NFL teams without a franchise quarterback basically have two options: Try to get one or roll over and die. The teams that try to get one can go for a big-bucks free-agent signing or take a flier in the draft. Each approach has its ups and downs. But plenty of teams choose to simply roll over and die. And by that, I mean they get rid of Kevin Kolb so they can trade for Carson Palmer.
Or they trade Carson Palmer so they can get Matt Flynn. Matt Cassel and Ryan Fitzpatrick are sometimes involved. They jettison one mediocre-to-bad quarterback in exchange for another mediocre-to-bad quarterback, thereby ensuring another season in the same genre of grim and demoralizing as the one that came before it. What we have is a sort of Carousel of Sadness: the shuttling of Grade-C signal-callers from one FUBAR case to another. And right now the NFL off-season is in mid-Carousel.
3. Arizona Cardinals — OUT: Kevin Kolb, John Skelton, Ryan Lindley. IN: Carson Palmer, Drew Stanton, Dread And Terror.
What was magnificent about Arizona’s quarterbacking situation last year was not so much the failure of any one passer, but rather the collective ineptitude, a sort of sum-of-its-parts badness that saw four different guys start over the course of a 16-game season and only one of them, Kolb, win more than one game. (The others were a combined 2-9.)
The solution? Bring in Carson Palmer, who most recently led the Oakland Raiders to a 4-12 season, and Drew Stanton, an insurance policy for your insurance policy. HIDE THE FIREWORKS IN FLAGSTAFF, KIDS.
5. Oakland Raiders — OUT: Carson Palmer. IN LIKE FLYNN: Matt Flynn.
Now, I don’t have a degree in economics: but when you trade first- and second-round picks to acquire an asset, and that asset then wins only 33% of his games before you trade him away for a conditional seventh-round pick, I think that’s called the Great Depression. That’s what the Raiders did with Carson Palmer. In his place, they’ve brought in Matt Flynn, a guy who lost his job to a 5-foot-11-inch rookie — referring to Russell Wilson as a 5-foot-11-inch rookie is so reductive, but also pretty much all he was pre-2012, which is when Flynn lost the Seahawks’ quarterback job to him — and whose claim to a starting job begins and ends with a pair of late-season Packers games that he played so Aaron Rodgers could have some Jacuzzi time before the playoffs. Could Matt Flynn be the next Ken Stabler? Maybe! Could he carry on the Raiders’ proud tradition of winning four games a season? Absolutely! Should the Raiders be excited about 2013? No!

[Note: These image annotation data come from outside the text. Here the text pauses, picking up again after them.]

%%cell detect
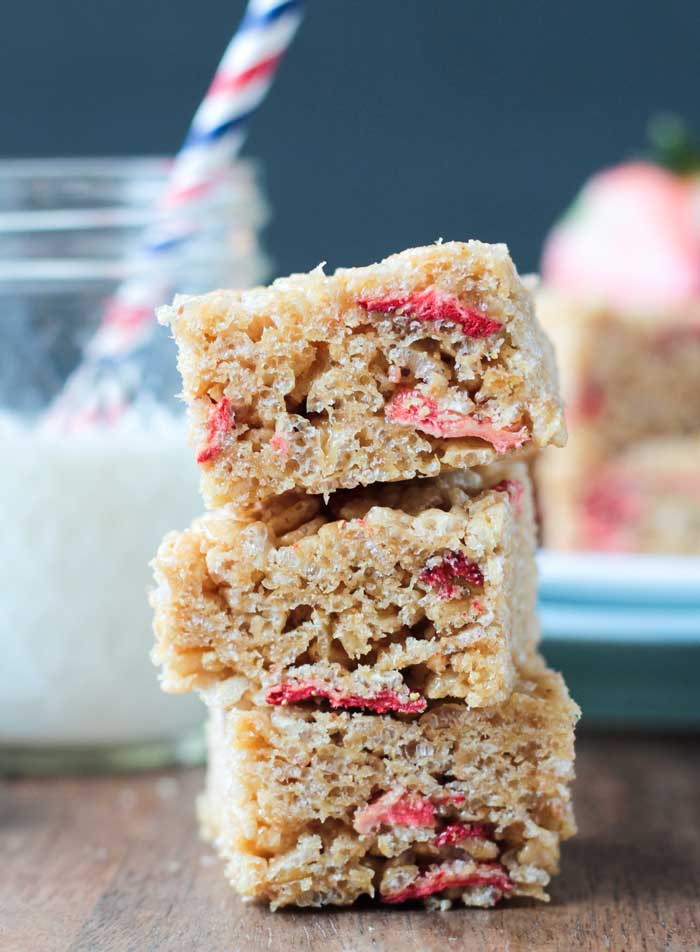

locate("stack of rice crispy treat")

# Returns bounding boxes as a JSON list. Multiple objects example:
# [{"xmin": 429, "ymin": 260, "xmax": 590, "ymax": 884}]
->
[{"xmin": 152, "ymin": 241, "xmax": 578, "ymax": 908}]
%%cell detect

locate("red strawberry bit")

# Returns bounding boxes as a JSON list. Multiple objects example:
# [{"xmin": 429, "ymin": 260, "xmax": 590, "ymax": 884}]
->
[
  {"xmin": 197, "ymin": 397, "xmax": 233, "ymax": 463},
  {"xmin": 569, "ymin": 380, "xmax": 605, "ymax": 422},
  {"xmin": 265, "ymin": 681, "xmax": 427, "ymax": 714},
  {"xmin": 353, "ymin": 788, "xmax": 435, "ymax": 833},
  {"xmin": 382, "ymin": 863, "xmax": 513, "ymax": 904},
  {"xmin": 418, "ymin": 549, "xmax": 484, "ymax": 599},
  {"xmin": 270, "ymin": 433, "xmax": 289, "ymax": 456},
  {"xmin": 655, "ymin": 321, "xmax": 700, "ymax": 354},
  {"xmin": 357, "ymin": 288, "xmax": 503, "ymax": 337},
  {"xmin": 385, "ymin": 388, "xmax": 530, "ymax": 454},
  {"xmin": 493, "ymin": 479, "xmax": 523, "ymax": 516},
  {"xmin": 433, "ymin": 823, "xmax": 491, "ymax": 847}
]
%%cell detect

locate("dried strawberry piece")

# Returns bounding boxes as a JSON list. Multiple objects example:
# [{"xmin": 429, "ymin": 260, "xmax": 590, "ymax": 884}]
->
[
  {"xmin": 570, "ymin": 380, "xmax": 605, "ymax": 422},
  {"xmin": 265, "ymin": 681, "xmax": 427, "ymax": 714},
  {"xmin": 433, "ymin": 823, "xmax": 491, "ymax": 846},
  {"xmin": 418, "ymin": 549, "xmax": 484, "ymax": 599},
  {"xmin": 382, "ymin": 863, "xmax": 513, "ymax": 904},
  {"xmin": 493, "ymin": 479, "xmax": 523, "ymax": 515},
  {"xmin": 197, "ymin": 397, "xmax": 233, "ymax": 463},
  {"xmin": 357, "ymin": 288, "xmax": 503, "ymax": 337},
  {"xmin": 384, "ymin": 388, "xmax": 530, "ymax": 454},
  {"xmin": 655, "ymin": 321, "xmax": 700, "ymax": 353},
  {"xmin": 353, "ymin": 788, "xmax": 435, "ymax": 833}
]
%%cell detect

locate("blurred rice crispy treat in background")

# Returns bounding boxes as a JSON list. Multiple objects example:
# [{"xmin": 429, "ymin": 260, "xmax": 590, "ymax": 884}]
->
[
  {"xmin": 537, "ymin": 157, "xmax": 700, "ymax": 554},
  {"xmin": 535, "ymin": 289, "xmax": 700, "ymax": 554}
]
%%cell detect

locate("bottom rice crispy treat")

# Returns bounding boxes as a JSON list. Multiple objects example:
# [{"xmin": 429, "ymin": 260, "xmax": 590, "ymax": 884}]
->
[{"xmin": 200, "ymin": 660, "xmax": 578, "ymax": 909}]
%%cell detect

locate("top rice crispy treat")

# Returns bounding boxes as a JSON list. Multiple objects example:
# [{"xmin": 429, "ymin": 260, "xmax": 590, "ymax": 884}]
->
[{"xmin": 158, "ymin": 241, "xmax": 565, "ymax": 507}]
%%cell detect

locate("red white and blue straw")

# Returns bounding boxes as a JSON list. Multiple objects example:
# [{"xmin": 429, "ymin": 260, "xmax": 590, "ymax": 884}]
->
[{"xmin": 52, "ymin": 0, "xmax": 303, "ymax": 420}]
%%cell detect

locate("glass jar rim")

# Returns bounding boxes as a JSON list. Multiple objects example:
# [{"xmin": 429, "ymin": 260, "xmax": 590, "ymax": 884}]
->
[{"xmin": 0, "ymin": 156, "xmax": 268, "ymax": 287}]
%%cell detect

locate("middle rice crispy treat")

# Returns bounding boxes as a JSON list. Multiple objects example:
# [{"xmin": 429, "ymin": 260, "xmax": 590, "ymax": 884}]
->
[{"xmin": 152, "ymin": 463, "xmax": 538, "ymax": 714}]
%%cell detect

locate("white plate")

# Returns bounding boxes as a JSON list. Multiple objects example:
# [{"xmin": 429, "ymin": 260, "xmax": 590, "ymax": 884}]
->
[{"xmin": 537, "ymin": 549, "xmax": 700, "ymax": 604}]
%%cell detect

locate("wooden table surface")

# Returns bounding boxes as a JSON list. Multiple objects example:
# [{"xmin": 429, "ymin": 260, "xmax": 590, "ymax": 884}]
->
[{"xmin": 0, "ymin": 736, "xmax": 700, "ymax": 952}]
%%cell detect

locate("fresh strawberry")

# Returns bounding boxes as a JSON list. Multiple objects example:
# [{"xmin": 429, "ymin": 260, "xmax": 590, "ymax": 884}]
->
[{"xmin": 541, "ymin": 161, "xmax": 700, "ymax": 311}]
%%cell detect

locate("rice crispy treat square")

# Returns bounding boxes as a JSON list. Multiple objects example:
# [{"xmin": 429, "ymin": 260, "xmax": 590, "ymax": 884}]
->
[
  {"xmin": 158, "ymin": 241, "xmax": 565, "ymax": 508},
  {"xmin": 200, "ymin": 661, "xmax": 578, "ymax": 909},
  {"xmin": 537, "ymin": 433, "xmax": 700, "ymax": 555},
  {"xmin": 151, "ymin": 462, "xmax": 539, "ymax": 714}
]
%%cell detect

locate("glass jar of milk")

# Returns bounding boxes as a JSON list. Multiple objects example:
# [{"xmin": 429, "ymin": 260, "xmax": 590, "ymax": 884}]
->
[{"xmin": 0, "ymin": 159, "xmax": 267, "ymax": 773}]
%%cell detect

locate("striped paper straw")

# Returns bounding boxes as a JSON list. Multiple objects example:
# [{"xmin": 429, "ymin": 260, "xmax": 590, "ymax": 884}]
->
[{"xmin": 56, "ymin": 0, "xmax": 303, "ymax": 420}]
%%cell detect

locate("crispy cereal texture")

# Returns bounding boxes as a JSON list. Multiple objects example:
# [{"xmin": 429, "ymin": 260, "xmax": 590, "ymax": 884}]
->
[
  {"xmin": 200, "ymin": 662, "xmax": 578, "ymax": 909},
  {"xmin": 152, "ymin": 462, "xmax": 538, "ymax": 713},
  {"xmin": 158, "ymin": 241, "xmax": 565, "ymax": 508}
]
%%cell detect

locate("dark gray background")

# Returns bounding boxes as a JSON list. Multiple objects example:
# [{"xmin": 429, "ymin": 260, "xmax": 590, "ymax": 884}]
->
[{"xmin": 0, "ymin": 0, "xmax": 700, "ymax": 272}]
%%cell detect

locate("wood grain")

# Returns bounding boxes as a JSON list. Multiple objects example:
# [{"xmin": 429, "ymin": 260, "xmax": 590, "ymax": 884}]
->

7. New York Jets — OUT: (probably) Tim Tebow (?). IN: David Garrard, Weeping Openly.
Imagine for a second that the Earth were obliterated by the natural/supernatural/extraterrestrial disaster of your choice, and the only record of civilization left behind was a history of the New York Jets’ football franchise. Imagine how sad that would be. And the saddest part might be the fact that, going into 2013, the Jets have retained the King of All Interceptions Mark Sanchez as their quarterback despite the obvious and protracted attempt at self-sabotage that is his NFL career. Their only concession to the fact that Sanchez has as much football value as a burlap sack filled with moss was to bring in David Garrard, who hasn’t started a game since 2010. The Jets would like to lose, and they’d like to lose badly, if at all possible.
No, I’m not mentioning Tim Tebow.
9. Buffalo Bills — OUT: Ryan Fitzpatrick. IN: Kevin Kolb, Suicide.
Exchanging Ryan Fitzpatrick for Kevin Kolb is like exchanging a bologna sandwich for a bologna sandwich that gets sacked a lot.
11. Kansas City Chiefs — OUT: Matt Cassel. IN: Alex Smith, The Feeling of Hope Turned to Ashes.
Unlike the other red-hot football infernos on this list, the Kansas City Chiefs actually made a clear-and-present upgrade on their QB situation this off-season by jettisoning Matt Cassel, the league’s worst or second-worst quarterback in 2012 (depending on how you feel about Mark Sanchez), and trading for Alex Smith, who was having a very fine year before getting concussed and falling victim to the Kaepernick Kraze. Although Smith isn’t going to make the Chiefs a contender for anything in 2013, he’s a capable and intelligent veteran who should fit nicely into Andy Reid’s offense provided he can figure out a way to stretch the field vertically a little bit. On paper, Smith + Reid seems like it might possibly work out. But in practice, nothing ever seems to ultimately “work out” for Alex Smith or Andy Reid or the Chiefs franchise, does it?